The study could shed more light on the causes of long-term climate change. It centers on the long-term cooling that occurred before the recent global warming tied to human greenhouse gas emissions.
“The findings of our study, if substantiated, raise more questions than they answered,” said senior author Yair Rosenthal, a professor in the Department of Marine and Coastal Sciences in the School of Environmental and Biological Sciences at Rutgers University-New Brunswick.
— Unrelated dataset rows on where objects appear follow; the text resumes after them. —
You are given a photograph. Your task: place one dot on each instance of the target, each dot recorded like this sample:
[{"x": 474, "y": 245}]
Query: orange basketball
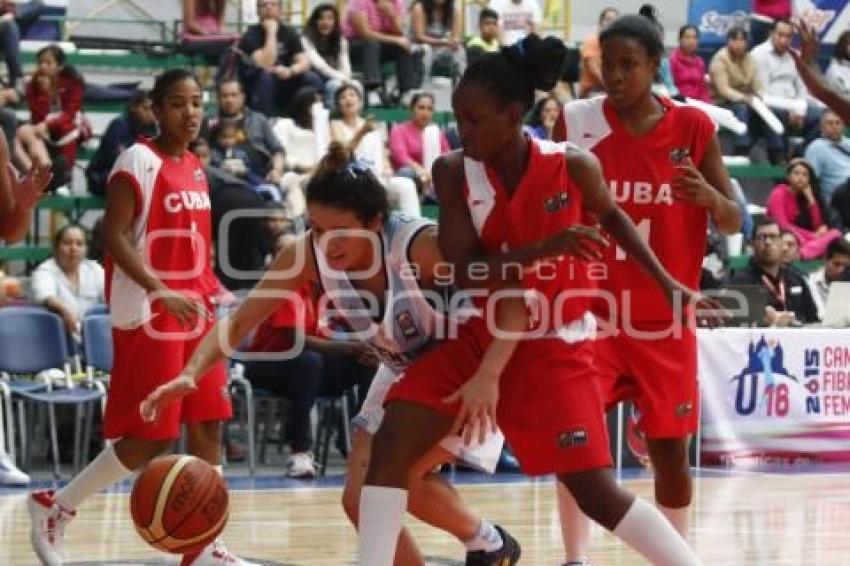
[{"x": 179, "y": 504}]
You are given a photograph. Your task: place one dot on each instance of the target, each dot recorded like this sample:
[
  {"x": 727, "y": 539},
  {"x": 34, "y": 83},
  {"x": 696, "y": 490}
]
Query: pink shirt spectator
[
  {"x": 406, "y": 144},
  {"x": 782, "y": 206},
  {"x": 377, "y": 21},
  {"x": 773, "y": 9},
  {"x": 689, "y": 75}
]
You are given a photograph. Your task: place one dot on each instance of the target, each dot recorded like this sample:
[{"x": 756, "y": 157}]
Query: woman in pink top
[
  {"x": 203, "y": 32},
  {"x": 796, "y": 205},
  {"x": 410, "y": 141},
  {"x": 687, "y": 67}
]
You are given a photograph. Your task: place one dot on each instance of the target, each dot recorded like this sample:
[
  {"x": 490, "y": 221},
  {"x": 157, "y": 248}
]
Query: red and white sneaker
[
  {"x": 47, "y": 527},
  {"x": 214, "y": 555}
]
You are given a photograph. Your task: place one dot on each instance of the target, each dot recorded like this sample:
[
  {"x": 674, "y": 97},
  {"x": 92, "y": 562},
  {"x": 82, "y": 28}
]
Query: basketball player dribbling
[
  {"x": 159, "y": 279},
  {"x": 663, "y": 165},
  {"x": 361, "y": 254},
  {"x": 506, "y": 200}
]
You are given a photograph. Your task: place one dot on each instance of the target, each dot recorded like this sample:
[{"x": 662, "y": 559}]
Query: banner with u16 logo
[{"x": 774, "y": 396}]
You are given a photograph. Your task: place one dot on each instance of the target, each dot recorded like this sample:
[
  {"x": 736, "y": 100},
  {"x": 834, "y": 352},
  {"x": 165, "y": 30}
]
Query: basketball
[{"x": 179, "y": 504}]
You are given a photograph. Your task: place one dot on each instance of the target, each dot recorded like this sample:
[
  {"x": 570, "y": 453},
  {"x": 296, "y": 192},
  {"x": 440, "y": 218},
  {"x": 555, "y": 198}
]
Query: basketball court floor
[{"x": 740, "y": 518}]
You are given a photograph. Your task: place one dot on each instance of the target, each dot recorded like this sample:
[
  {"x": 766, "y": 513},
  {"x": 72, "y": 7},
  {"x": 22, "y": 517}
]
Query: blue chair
[{"x": 33, "y": 340}]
“If the cooling is not due to enhanced Himalayan rock weathering, then what processes have been overlooked?”
For many years the ruling hypothesis had been that the collision of the Indian and Asian continents and uplifting of the Himalayas brought fresh rocks to the Earth’s surface, making them more vulnerable to weathering that captured and stored carbon dioxide — a key greenhouse gas.
But that hypothesis remains unconfirmed. Lead author Weimin Si, a former Rutgers doctoral student now at Brown University, and Rosenthal challenged the hypothesis and examined deep-sea sediments rich with calcium carbonate.
Weathering of rocks captured carbon dioxide and rivers carried it, over millions of years, to the ocean as dissolved inorganic carbon. Marine creatures use this to build their calcium carbonate shells. When algae die, their skeletons fall on the seafloor and get buried, locking carbon from the atmosphere in deep-sea sediments.
If weathering increases, the accumulation of calcium carbonate in the deep sea should increase. But, after studying dozens of deep-sea sediment cores through an international ocean drilling program, researchers found that calcium carbonate in shells decreased significantly over the last 15 million years, which suggests that rock weathering may not be responsible for the long-term cooling.
The scientists also found that algae called coccolithophores adapted to the carbon dioxide decline by reducing their production of calcium carbonate. This reduction apparently was not taken into account in previous studies.
Many scientists believe that ocean acidification from high carbon dioxide levels will reduce the calcium carbonate in algae, especially in the near future. The data, however, suggest the opposite occurred over the 15 million years before the current global warming spell.